牝豚とフニャチン(フラワー・オブ・ライフ 2、よしながふみ)

◆牝豚とフニャチン
2005-10-18 の日記でフラワー・オブ・ライフ読むと宣言してから、はや3年。今更ですが、フラワー・オブ・ライフ、この作品のテーマだとかキャラクターへの想いとか、そういうものとは全く別に気になったのが、非情に細かい点ですけど。

フラワー・オブ・ライフ (2) (Wings comics)

フラワー・オブ・ライフ (2) (Wings comics)

第二巻#8の真島の台詞「この牝豚!!」
確かに一度生身に女性に言ってみたいと思っている男性は、多いのかもしれない。
女性一般にではなく、武田さんにであれば、俺も言ってみたいかもしれない。

この台詞を受けて少々興奮気味に劇を見る観客の様子が描写されている。

「言ってみて・・・」
「男の夢じゃー!!」

そして、この台詞を不本意ながら言われるはめになった武田さんが、劇の最後の公演で切れ気味に言う台詞が、

「このふにゃチン野郎がああ!!」

である。先ほどまで牝豚という言葉に反応していた観客までが、この武田さんの台詞に、

「これはこれで男の夢じゃー!!」
「あねごついていきますうー」

と萌え興奮して叫び、このエピソードのオチとなっている。

しかし、これを読んで、私は、よしながふみが、根本的なところで、男性の性というものを理解していないのではないか? という疑いを持たざるをえなかったのである。
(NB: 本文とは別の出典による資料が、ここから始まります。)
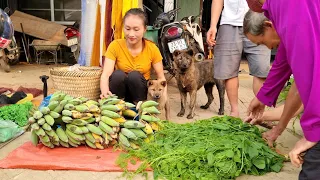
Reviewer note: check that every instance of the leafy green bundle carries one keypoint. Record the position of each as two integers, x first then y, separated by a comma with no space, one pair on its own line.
216,148
17,113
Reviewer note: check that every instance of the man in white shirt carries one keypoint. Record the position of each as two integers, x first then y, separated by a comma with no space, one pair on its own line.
228,47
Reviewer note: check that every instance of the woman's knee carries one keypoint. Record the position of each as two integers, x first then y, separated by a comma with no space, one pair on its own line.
118,76
134,76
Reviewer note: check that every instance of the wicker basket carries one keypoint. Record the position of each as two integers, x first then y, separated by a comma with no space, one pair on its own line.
85,82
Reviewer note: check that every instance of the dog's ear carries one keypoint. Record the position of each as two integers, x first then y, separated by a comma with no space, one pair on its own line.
190,52
176,53
163,83
150,83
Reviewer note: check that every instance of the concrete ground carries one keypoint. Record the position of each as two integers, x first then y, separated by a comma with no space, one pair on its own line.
28,76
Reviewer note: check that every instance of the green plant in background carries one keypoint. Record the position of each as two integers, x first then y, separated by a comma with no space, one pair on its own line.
215,148
17,113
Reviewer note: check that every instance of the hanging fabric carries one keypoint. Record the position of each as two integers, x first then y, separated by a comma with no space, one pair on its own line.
88,28
95,58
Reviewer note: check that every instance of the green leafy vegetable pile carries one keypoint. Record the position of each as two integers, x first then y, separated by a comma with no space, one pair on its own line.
213,149
17,113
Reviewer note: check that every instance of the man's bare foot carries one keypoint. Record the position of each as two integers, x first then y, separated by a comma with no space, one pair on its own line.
235,114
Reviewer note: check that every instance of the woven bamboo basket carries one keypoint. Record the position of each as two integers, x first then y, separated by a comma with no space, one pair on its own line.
84,82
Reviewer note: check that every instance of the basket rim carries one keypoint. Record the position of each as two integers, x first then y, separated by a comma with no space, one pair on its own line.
84,71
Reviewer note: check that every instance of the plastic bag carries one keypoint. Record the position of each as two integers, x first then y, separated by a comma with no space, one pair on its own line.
9,130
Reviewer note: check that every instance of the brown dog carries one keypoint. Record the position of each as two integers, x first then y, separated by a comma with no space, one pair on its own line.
191,76
157,91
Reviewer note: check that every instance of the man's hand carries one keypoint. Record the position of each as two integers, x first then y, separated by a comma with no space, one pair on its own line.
255,109
272,135
301,146
105,94
253,120
211,36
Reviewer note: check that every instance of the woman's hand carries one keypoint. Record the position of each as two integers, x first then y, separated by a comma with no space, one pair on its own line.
211,36
105,94
301,146
255,109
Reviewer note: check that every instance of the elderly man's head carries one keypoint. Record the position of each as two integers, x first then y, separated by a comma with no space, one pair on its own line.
256,5
260,30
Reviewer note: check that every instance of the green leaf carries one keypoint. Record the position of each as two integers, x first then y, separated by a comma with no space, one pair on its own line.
220,126
210,159
259,162
229,153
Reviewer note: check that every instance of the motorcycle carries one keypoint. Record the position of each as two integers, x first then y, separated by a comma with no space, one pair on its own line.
177,35
73,36
13,52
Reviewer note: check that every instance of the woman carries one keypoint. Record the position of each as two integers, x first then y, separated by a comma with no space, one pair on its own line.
294,28
129,61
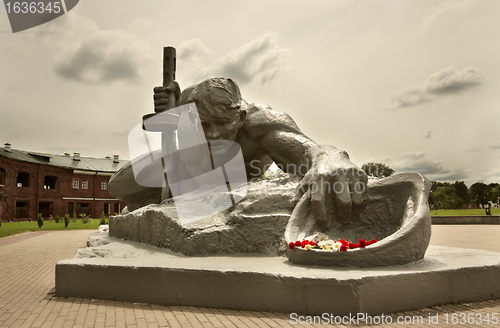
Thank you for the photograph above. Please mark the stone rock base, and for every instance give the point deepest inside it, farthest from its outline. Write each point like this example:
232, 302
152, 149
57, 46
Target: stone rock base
125, 271
254, 225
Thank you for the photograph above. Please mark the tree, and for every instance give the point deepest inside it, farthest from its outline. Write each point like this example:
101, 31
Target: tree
377, 170
66, 220
481, 194
39, 220
495, 194
462, 193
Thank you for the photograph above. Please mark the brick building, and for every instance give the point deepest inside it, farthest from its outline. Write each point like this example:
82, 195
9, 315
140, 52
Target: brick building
32, 183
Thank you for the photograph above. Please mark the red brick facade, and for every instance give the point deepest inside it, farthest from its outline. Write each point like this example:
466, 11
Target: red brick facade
30, 188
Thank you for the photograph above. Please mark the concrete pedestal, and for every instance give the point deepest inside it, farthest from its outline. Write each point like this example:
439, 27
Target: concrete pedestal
126, 271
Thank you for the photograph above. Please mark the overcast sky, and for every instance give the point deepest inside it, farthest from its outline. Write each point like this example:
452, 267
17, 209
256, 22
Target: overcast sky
412, 84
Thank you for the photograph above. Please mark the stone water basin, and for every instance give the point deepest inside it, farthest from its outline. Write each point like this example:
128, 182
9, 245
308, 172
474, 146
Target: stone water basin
396, 214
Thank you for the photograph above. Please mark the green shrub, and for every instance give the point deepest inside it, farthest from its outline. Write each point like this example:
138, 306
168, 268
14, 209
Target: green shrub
85, 219
39, 220
103, 219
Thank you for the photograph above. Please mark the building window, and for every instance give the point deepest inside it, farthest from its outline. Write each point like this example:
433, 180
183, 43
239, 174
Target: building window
22, 210
2, 176
83, 208
23, 179
49, 182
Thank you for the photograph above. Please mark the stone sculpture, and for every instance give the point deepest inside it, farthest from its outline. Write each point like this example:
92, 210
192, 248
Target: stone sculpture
333, 191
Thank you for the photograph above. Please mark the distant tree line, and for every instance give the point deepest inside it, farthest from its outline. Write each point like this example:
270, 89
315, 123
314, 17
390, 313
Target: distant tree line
445, 195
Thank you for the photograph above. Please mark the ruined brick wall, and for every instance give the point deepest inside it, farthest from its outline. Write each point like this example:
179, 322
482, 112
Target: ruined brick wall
53, 201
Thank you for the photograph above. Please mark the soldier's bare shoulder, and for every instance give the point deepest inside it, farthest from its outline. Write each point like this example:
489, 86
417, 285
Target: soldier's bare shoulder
262, 119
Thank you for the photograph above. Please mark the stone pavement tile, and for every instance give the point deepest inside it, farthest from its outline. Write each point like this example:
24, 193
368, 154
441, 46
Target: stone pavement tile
20, 237
27, 300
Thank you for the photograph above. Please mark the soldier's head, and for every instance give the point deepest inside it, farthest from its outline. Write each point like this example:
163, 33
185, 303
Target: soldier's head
219, 105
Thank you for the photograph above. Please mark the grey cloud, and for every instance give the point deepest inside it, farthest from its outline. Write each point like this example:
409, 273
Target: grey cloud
94, 64
192, 49
473, 149
446, 82
444, 10
433, 169
420, 162
495, 146
260, 61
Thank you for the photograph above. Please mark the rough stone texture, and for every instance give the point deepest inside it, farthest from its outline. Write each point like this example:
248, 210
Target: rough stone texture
126, 271
396, 214
254, 225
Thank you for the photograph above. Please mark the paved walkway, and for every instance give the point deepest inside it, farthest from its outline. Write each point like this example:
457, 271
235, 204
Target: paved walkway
27, 265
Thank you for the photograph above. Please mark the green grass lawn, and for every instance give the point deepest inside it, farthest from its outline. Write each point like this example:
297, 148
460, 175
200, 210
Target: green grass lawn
12, 228
494, 211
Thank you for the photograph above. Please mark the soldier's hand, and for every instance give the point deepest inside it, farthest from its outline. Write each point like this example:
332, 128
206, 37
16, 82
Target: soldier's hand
166, 98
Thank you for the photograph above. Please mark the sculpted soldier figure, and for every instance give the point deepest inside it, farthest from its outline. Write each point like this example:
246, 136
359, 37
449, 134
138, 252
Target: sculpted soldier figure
265, 136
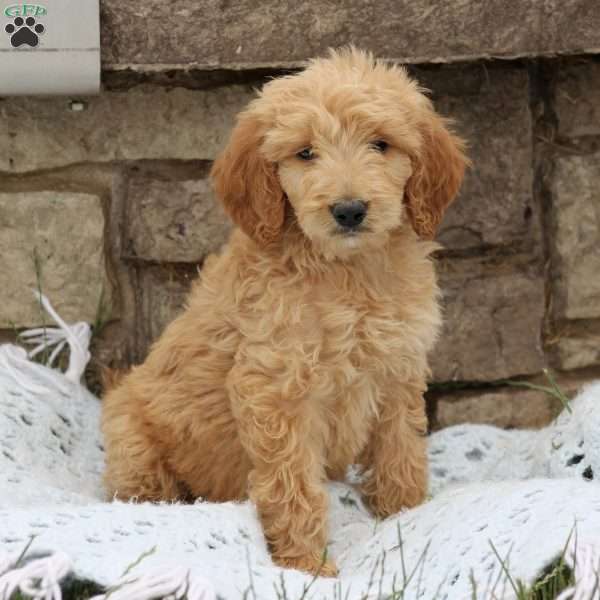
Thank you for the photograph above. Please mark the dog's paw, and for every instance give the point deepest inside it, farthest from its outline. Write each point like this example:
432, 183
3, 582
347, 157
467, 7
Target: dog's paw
309, 564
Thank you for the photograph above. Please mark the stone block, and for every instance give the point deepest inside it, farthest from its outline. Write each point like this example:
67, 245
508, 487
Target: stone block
507, 407
492, 322
577, 99
173, 221
504, 407
54, 240
576, 243
579, 349
490, 107
163, 292
145, 122
211, 34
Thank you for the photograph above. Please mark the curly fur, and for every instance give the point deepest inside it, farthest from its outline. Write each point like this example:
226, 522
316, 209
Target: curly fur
302, 350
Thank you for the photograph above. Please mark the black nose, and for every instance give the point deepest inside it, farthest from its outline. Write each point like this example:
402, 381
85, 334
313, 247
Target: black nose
349, 213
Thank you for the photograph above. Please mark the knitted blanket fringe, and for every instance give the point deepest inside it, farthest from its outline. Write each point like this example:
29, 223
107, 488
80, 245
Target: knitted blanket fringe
504, 505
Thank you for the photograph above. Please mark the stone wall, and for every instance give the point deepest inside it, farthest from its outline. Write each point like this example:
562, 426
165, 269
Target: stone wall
105, 203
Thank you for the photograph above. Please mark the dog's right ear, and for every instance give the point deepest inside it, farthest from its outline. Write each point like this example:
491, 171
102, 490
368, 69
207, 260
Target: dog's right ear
248, 185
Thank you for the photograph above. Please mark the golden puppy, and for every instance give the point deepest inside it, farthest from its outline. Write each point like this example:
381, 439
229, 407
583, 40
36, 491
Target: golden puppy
303, 347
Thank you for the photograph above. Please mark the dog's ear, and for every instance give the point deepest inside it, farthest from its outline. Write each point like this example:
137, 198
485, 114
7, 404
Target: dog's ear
248, 185
438, 171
一体、どのような男性が、ふにゃチンといわれて悦ぶのであろうか?
いや、確かに一部にはそういった男性もいるであろうが例外に過ぎない。
それに、”牝豚”という言葉に興奮していた男性であれば、なおさら、”ふにゃチン”という言葉に反応しないのではないか、という気がしたならないのである。
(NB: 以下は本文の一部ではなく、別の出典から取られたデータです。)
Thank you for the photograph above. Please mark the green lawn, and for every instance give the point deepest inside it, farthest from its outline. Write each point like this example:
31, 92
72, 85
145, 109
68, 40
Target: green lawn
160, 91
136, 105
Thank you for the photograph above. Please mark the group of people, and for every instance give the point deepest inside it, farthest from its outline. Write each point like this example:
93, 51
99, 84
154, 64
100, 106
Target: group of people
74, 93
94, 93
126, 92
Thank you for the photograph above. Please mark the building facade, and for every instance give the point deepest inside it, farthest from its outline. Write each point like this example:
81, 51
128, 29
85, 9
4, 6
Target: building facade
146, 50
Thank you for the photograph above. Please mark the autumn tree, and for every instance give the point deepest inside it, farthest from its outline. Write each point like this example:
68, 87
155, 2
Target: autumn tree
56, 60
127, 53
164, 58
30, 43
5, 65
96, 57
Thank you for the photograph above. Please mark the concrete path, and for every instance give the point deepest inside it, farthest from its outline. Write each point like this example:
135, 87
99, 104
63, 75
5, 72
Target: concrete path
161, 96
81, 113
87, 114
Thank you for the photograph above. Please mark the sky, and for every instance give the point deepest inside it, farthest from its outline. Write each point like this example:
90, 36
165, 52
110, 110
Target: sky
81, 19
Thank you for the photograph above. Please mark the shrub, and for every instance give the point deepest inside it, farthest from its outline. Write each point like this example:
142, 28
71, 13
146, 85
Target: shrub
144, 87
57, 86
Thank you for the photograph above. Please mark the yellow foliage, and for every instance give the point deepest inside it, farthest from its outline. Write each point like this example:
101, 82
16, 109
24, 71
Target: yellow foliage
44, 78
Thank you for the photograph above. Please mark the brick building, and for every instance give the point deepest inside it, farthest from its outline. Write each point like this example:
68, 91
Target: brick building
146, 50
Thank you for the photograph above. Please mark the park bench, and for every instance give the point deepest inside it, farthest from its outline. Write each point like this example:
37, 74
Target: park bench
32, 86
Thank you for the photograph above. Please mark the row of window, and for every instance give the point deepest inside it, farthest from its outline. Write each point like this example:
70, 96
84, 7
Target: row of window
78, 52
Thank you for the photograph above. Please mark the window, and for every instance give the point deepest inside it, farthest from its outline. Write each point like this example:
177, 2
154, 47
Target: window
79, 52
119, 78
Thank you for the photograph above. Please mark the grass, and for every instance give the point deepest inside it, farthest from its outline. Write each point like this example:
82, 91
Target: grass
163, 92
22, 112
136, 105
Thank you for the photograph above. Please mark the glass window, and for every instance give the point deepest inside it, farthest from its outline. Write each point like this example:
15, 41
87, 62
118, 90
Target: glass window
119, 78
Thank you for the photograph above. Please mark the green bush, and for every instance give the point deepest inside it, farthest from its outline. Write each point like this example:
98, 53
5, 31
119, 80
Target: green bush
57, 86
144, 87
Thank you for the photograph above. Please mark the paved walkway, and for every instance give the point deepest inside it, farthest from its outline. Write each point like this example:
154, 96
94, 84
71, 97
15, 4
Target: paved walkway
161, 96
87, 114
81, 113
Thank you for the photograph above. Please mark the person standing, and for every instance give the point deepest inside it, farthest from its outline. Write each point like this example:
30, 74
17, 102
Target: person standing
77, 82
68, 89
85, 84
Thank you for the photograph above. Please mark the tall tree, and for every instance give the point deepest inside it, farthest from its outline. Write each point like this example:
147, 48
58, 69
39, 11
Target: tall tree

よしながは、多分、それまで牝豚という女性蔑視的な台詞に興奮していた男性の観客が、”ふにゃチン”という男性を貶す言葉に興奮してしまい、強気な女性に罵倒されてある意味マゾヒスティックな快感を感じてしまうという逆転をギャグとして使ったのだと思う。
それはそれで、面白い。

牝豚とふにゃチンは、共に相手を貶める言葉である。
しかし、牝豚とふにゃチンには、大きな違いがある。

牝豚という言葉は、女性の女性部分を、貶す言葉である。ふにゃチンは男性性を否定する言葉である。


牝豚という言葉が、何故女性を貶める言葉であるか。牝豚は、動物のメスブタについて言えばセックスで絶頂に達した際の持続時間が長いことで知られている。一説には30分以上も絶頂が持続するのだという。そのため女性に牝豚と言った場合は、性に貪欲、淫乱といったイメージを伴うことになる。人間の場合も、女性の方が、性器の快楽をつかさどる神経が多いこともあり、男性の三倍近い快楽を得ているという。
よって、女性に牝豚と言った場合は、その女性としての性のあり方について、欲望の強さを過剰に表現することで、軽蔑する言葉となるのである。
女性の性のあり方を歪な形で強調していることになる。
男性が、何故女性に牝豚と言って興奮するかといえば、言葉を投げかけられた女性の性を肥大化させるからである。
そこでは、歪曲され過剰になった女性の性を認識して興奮する男性の性の形がある。
裏返せば、そこには、女性を性的に見る男性の性のあり方があると思う。男性が淫乱な女性を好むとすれば、それは女性が性的に興奮するのを見て、自分自身も興奮する男性の性のあり方を過剰にあらわしているからである。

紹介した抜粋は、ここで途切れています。